Over the past 12 months, several of these companies and others have made plans for expansion in Fort Bend County, while other companies have decided to relocate there.
“Working with our partners in the cities, special districts, educational institutions and the county, existing companies like Fluor Corp. and Texas Instruments have made long-term commitments in the past year to Fort Bend County by purchasing land and entering agreements to develop new facilities,” said Jeff Wiley, president and CEO of the Greater Fort Bend Economic Development Council. “Other companies like CNC Manufacturing relocated from Houston, while Niagara Bottling Co. established a new regional distribution center.
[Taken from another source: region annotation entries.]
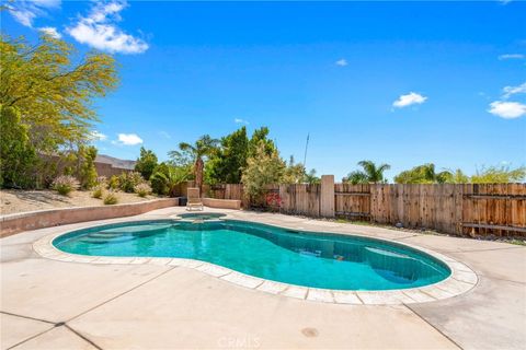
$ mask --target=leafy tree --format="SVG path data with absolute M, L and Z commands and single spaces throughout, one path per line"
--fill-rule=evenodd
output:
M 461 176 L 460 173 L 456 173 L 457 176 Z M 445 184 L 454 183 L 455 176 L 449 171 L 443 171 L 436 173 L 435 164 L 427 163 L 415 166 L 409 171 L 401 172 L 395 176 L 397 184 Z
M 203 168 L 204 168 L 204 158 L 209 156 L 215 152 L 218 140 L 210 138 L 209 135 L 202 136 L 194 144 L 187 142 L 181 142 L 179 144 L 180 151 L 171 151 L 169 155 L 172 159 L 184 159 L 185 154 L 190 155 L 193 160 L 193 173 L 195 177 L 195 186 L 197 188 L 203 187 Z
M 20 112 L 37 152 L 87 140 L 96 120 L 92 101 L 117 84 L 111 56 L 77 56 L 72 45 L 45 34 L 36 45 L 1 36 L 0 80 L 0 104 Z
M 79 175 L 80 185 L 84 189 L 90 189 L 96 185 L 96 148 L 93 145 L 79 147 L 78 158 L 80 160 Z
M 521 183 L 526 179 L 526 166 L 510 168 L 510 166 L 482 167 L 471 176 L 473 184 L 506 184 Z
M 249 138 L 247 128 L 242 127 L 221 138 L 220 148 L 211 153 L 206 163 L 206 182 L 208 184 L 239 184 L 243 167 L 247 166 Z
M 147 150 L 144 147 L 140 148 L 140 156 L 135 164 L 135 171 L 139 172 L 145 179 L 150 179 L 153 170 L 157 166 L 157 155 L 151 150 Z
M 0 105 L 0 186 L 33 187 L 38 159 L 30 142 L 28 126 L 21 121 L 16 108 Z
M 277 152 L 277 148 L 274 144 L 274 141 L 268 139 L 268 128 L 261 127 L 252 133 L 252 137 L 249 141 L 249 154 L 248 156 L 254 156 L 258 152 L 260 144 L 263 144 L 263 149 L 267 155 L 272 155 L 274 152 Z
M 343 179 L 344 182 L 353 185 L 386 183 L 387 179 L 384 177 L 384 173 L 391 168 L 389 164 L 377 166 L 371 161 L 361 161 L 358 165 L 362 166 L 363 170 L 348 173 L 347 177 Z
M 247 161 L 241 178 L 244 192 L 251 198 L 260 198 L 267 185 L 277 184 L 282 179 L 285 162 L 275 150 L 267 154 L 265 143 L 260 142 L 253 156 Z
M 178 185 L 187 180 L 188 177 L 190 173 L 186 167 L 178 167 L 161 163 L 153 175 L 151 175 L 150 179 L 152 186 L 162 188 L 163 191 L 165 190 L 163 194 L 168 194 L 170 197 L 175 197 Z

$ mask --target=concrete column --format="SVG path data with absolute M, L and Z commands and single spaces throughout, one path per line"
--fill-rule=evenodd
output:
M 334 218 L 334 175 L 321 175 L 320 215 Z

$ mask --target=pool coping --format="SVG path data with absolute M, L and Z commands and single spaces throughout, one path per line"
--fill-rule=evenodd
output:
M 124 219 L 124 218 L 123 218 Z M 116 223 L 124 222 L 147 222 L 155 220 L 176 220 L 176 215 L 168 215 L 165 219 L 157 218 L 126 218 L 127 220 L 118 220 Z M 263 223 L 270 226 L 276 228 L 286 228 L 294 229 L 294 226 L 288 226 L 286 224 L 270 224 L 266 222 L 260 222 L 255 220 L 244 220 L 237 217 L 231 217 L 227 214 L 220 219 L 225 220 L 236 220 L 236 221 L 245 221 L 245 222 L 256 222 Z M 218 266 L 211 262 L 195 260 L 195 259 L 185 259 L 185 258 L 162 258 L 162 257 L 110 257 L 110 256 L 87 256 L 70 254 L 59 250 L 53 245 L 53 241 L 66 233 L 78 231 L 82 229 L 88 229 L 98 225 L 105 225 L 111 223 L 93 223 L 85 222 L 85 226 L 76 228 L 76 229 L 62 229 L 48 234 L 33 243 L 33 249 L 42 257 L 59 260 L 65 262 L 81 262 L 81 264 L 96 264 L 96 265 L 159 265 L 159 266 L 171 266 L 171 267 L 183 267 L 191 268 L 197 271 L 204 272 L 214 278 L 220 279 L 233 283 L 239 287 L 248 288 L 258 292 L 270 293 L 274 295 L 282 295 L 286 298 L 293 298 L 297 300 L 306 300 L 310 302 L 323 302 L 330 304 L 345 304 L 345 305 L 401 305 L 401 304 L 415 304 L 415 303 L 426 303 L 434 302 L 439 300 L 445 300 L 449 298 L 455 298 L 460 294 L 467 293 L 472 288 L 478 284 L 478 276 L 471 270 L 467 265 L 455 260 L 446 255 L 441 253 L 413 245 L 408 243 L 402 243 L 398 241 L 392 241 L 388 238 L 377 238 L 370 237 L 366 234 L 361 233 L 341 233 L 332 231 L 309 231 L 301 229 L 301 232 L 305 233 L 328 233 L 334 235 L 353 235 L 379 241 L 387 241 L 396 243 L 398 245 L 407 246 L 413 249 L 421 250 L 426 253 L 434 258 L 443 261 L 451 270 L 451 273 L 446 279 L 424 285 L 419 288 L 411 289 L 398 289 L 398 290 L 384 290 L 384 291 L 355 291 L 355 290 L 333 290 L 333 289 L 319 289 L 302 287 L 296 284 L 289 284 L 284 282 L 276 282 L 259 277 L 253 277 L 245 275 L 222 266 Z

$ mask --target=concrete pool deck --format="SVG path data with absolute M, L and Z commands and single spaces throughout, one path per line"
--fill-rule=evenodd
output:
M 60 226 L 162 219 L 183 208 Z M 526 247 L 271 213 L 243 220 L 359 233 L 428 248 L 474 270 L 478 284 L 442 301 L 338 305 L 273 295 L 195 269 L 42 258 L 57 228 L 0 241 L 2 349 L 389 348 L 524 349 Z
“These companies have made a commitment to Fort Bend County for a number of reasons, but certainly top among them are the county’s location and its positive impact on their ability to retain and hire talented employees.”
Fort Bend offers many advantages for companies looking to either relocate or expand into the Houston area.
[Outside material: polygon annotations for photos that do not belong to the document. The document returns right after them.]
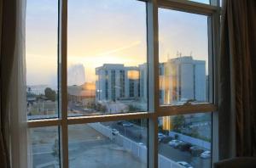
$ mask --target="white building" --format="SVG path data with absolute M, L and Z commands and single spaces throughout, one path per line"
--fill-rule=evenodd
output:
M 171 59 L 160 64 L 159 71 L 160 104 L 207 100 L 206 61 L 191 56 Z
M 146 98 L 146 64 L 125 67 L 119 64 L 104 64 L 96 68 L 96 100 L 132 100 L 141 97 Z

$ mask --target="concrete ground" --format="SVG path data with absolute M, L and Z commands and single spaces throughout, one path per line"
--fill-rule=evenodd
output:
M 56 129 L 44 128 L 31 132 L 34 168 L 58 163 L 53 154 Z M 146 168 L 129 151 L 113 143 L 88 125 L 69 126 L 69 164 L 71 168 Z M 58 164 L 55 164 L 58 167 Z

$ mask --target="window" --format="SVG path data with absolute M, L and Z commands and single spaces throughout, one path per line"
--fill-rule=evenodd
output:
M 211 167 L 217 0 L 27 0 L 31 167 Z

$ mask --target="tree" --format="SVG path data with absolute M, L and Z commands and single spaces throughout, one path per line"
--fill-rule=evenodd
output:
M 183 115 L 174 116 L 172 123 L 174 131 L 181 132 L 182 128 L 185 126 L 185 117 Z
M 51 88 L 49 87 L 46 87 L 45 90 L 44 90 L 44 95 L 45 97 L 51 100 L 51 101 L 55 101 L 56 99 L 56 92 L 55 91 L 52 90 Z

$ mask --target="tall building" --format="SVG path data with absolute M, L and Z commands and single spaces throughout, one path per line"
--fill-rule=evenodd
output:
M 194 99 L 206 101 L 206 61 L 183 56 L 160 63 L 160 104 Z
M 67 70 L 67 85 L 80 86 L 85 82 L 84 67 L 82 64 L 71 65 Z
M 146 86 L 147 72 L 140 70 L 146 67 L 143 64 L 125 67 L 119 64 L 104 64 L 96 68 L 96 100 L 131 100 L 139 98 L 142 95 L 145 97 L 147 92 L 143 86 Z

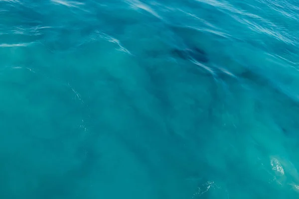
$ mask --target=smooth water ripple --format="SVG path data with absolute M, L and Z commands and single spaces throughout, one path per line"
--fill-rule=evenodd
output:
M 0 198 L 299 197 L 294 0 L 0 0 Z

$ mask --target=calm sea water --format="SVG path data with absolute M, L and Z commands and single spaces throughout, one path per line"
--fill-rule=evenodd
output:
M 0 198 L 299 197 L 295 0 L 0 0 Z

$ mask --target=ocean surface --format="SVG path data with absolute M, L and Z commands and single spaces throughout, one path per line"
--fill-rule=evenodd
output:
M 299 198 L 299 21 L 295 0 L 0 0 L 0 198 Z

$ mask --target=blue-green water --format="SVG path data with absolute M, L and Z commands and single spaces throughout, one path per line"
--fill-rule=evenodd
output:
M 295 0 L 0 0 L 0 198 L 299 197 Z

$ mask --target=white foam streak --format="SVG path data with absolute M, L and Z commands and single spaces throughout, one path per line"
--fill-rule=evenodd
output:
M 148 12 L 151 14 L 156 17 L 162 19 L 162 17 L 158 14 L 154 10 L 153 10 L 150 6 L 138 0 L 127 0 L 127 1 L 131 6 L 136 9 L 142 9 Z
M 2 43 L 2 44 L 0 44 L 0 48 L 7 48 L 7 47 L 13 47 L 27 46 L 32 43 L 33 42 L 18 43 L 18 44 Z
M 65 5 L 69 7 L 78 7 L 80 5 L 84 4 L 84 3 L 82 2 L 74 1 L 66 1 L 63 0 L 51 0 L 51 1 L 55 3 Z

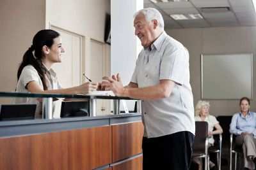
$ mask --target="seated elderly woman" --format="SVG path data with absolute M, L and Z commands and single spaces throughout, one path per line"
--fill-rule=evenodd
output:
M 195 121 L 205 121 L 208 123 L 209 146 L 213 146 L 214 139 L 214 134 L 221 134 L 223 130 L 216 117 L 209 115 L 210 104 L 209 102 L 199 101 L 195 110 Z M 198 164 L 198 170 L 202 169 L 202 160 L 200 158 L 194 158 L 193 161 Z M 215 164 L 210 161 L 210 167 L 213 167 Z
M 237 135 L 236 145 L 243 147 L 244 167 L 254 169 L 256 160 L 256 113 L 250 111 L 250 99 L 240 99 L 240 112 L 233 115 L 230 132 Z

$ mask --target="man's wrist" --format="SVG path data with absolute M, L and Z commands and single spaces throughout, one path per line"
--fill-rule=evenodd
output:
M 122 94 L 122 96 L 125 96 L 125 97 L 129 97 L 129 93 L 128 93 L 128 89 L 127 88 L 123 88 L 123 92 Z

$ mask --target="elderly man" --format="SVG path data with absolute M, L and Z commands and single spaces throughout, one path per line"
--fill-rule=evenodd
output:
M 143 169 L 189 169 L 194 141 L 193 94 L 186 48 L 164 31 L 161 13 L 146 8 L 134 15 L 135 34 L 144 48 L 132 79 L 118 74 L 102 86 L 119 96 L 142 100 Z

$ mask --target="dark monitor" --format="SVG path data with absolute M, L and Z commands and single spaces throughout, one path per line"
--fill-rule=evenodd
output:
M 89 101 L 63 101 L 60 117 L 88 117 L 90 115 L 89 110 Z
M 34 119 L 36 104 L 0 105 L 0 120 Z

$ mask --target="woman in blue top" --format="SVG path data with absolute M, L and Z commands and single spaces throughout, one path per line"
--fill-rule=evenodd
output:
M 256 113 L 250 111 L 250 99 L 246 97 L 240 99 L 240 109 L 241 111 L 232 117 L 230 131 L 237 136 L 236 145 L 243 147 L 244 167 L 254 169 L 256 161 Z

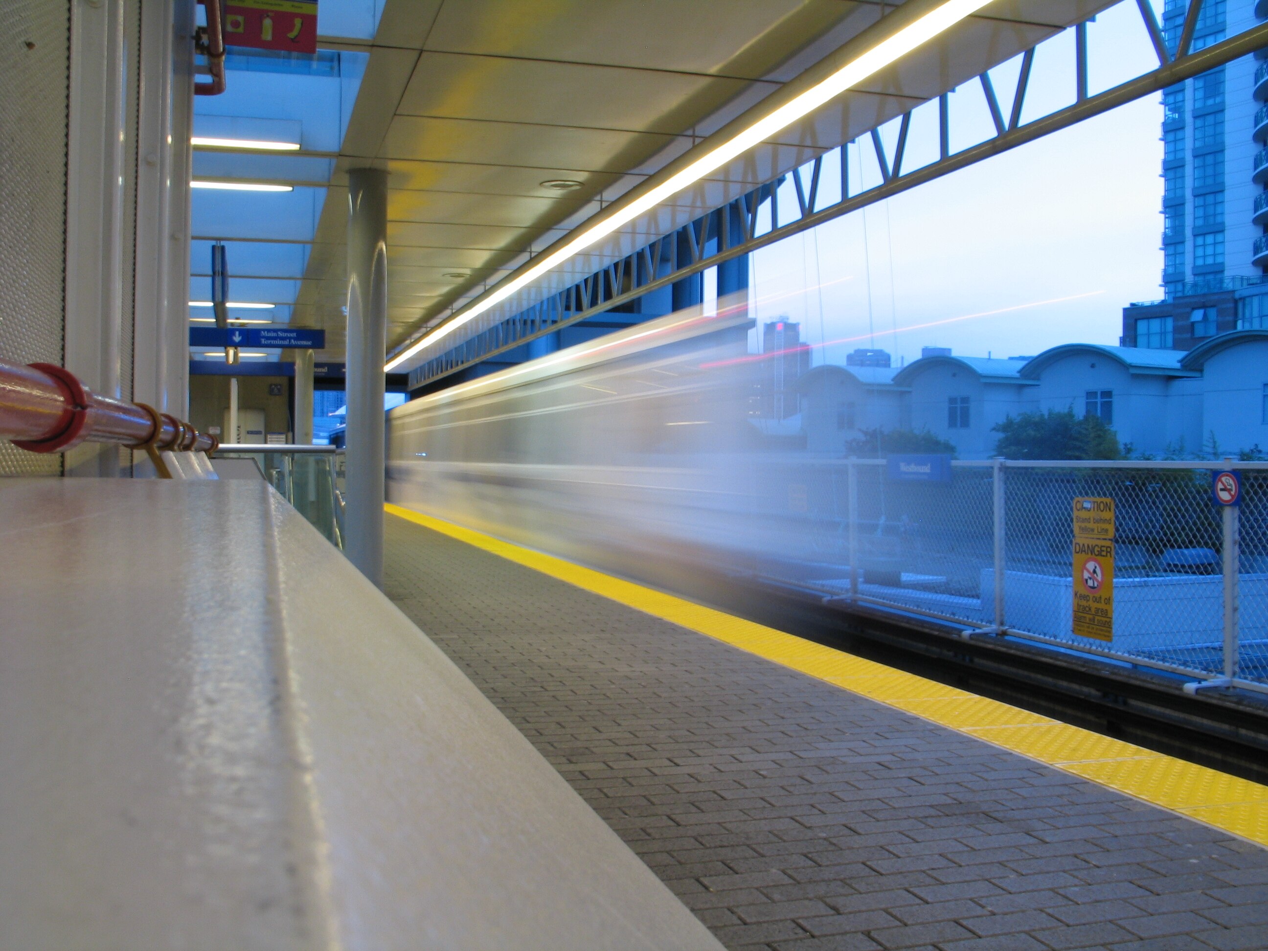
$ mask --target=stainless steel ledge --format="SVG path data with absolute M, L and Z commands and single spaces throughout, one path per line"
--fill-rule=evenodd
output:
M 0 511 L 5 947 L 720 948 L 262 482 Z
The primary advantage, according to Wiley, has to do with its close proximity and connectivity to Houston.
“Companies and families can access all of the advantages of the greater Houston area within minutes, but operate and live in a community highlighted by new development, award-winning master-planned communities, low crime and a high quality of life,” he said.
Wiley says that the community also understands the need to seek out business investment and employment, and works hard to actively and aggressively recruit and retain companies.
“Fort Bend County offers amenity-rich master-planned communities with desirable deed restrictions that protect both commercial and residential investment,” says Wiley.
Another advantage has to do with Fort Bend’s highly skilled and educated workforce. “Fort Bend has the highest percentage of educated adults over the age of 25 in the Greater Houston region, with more than 40 percent having at least a bachelor’s degree,” Wiley said.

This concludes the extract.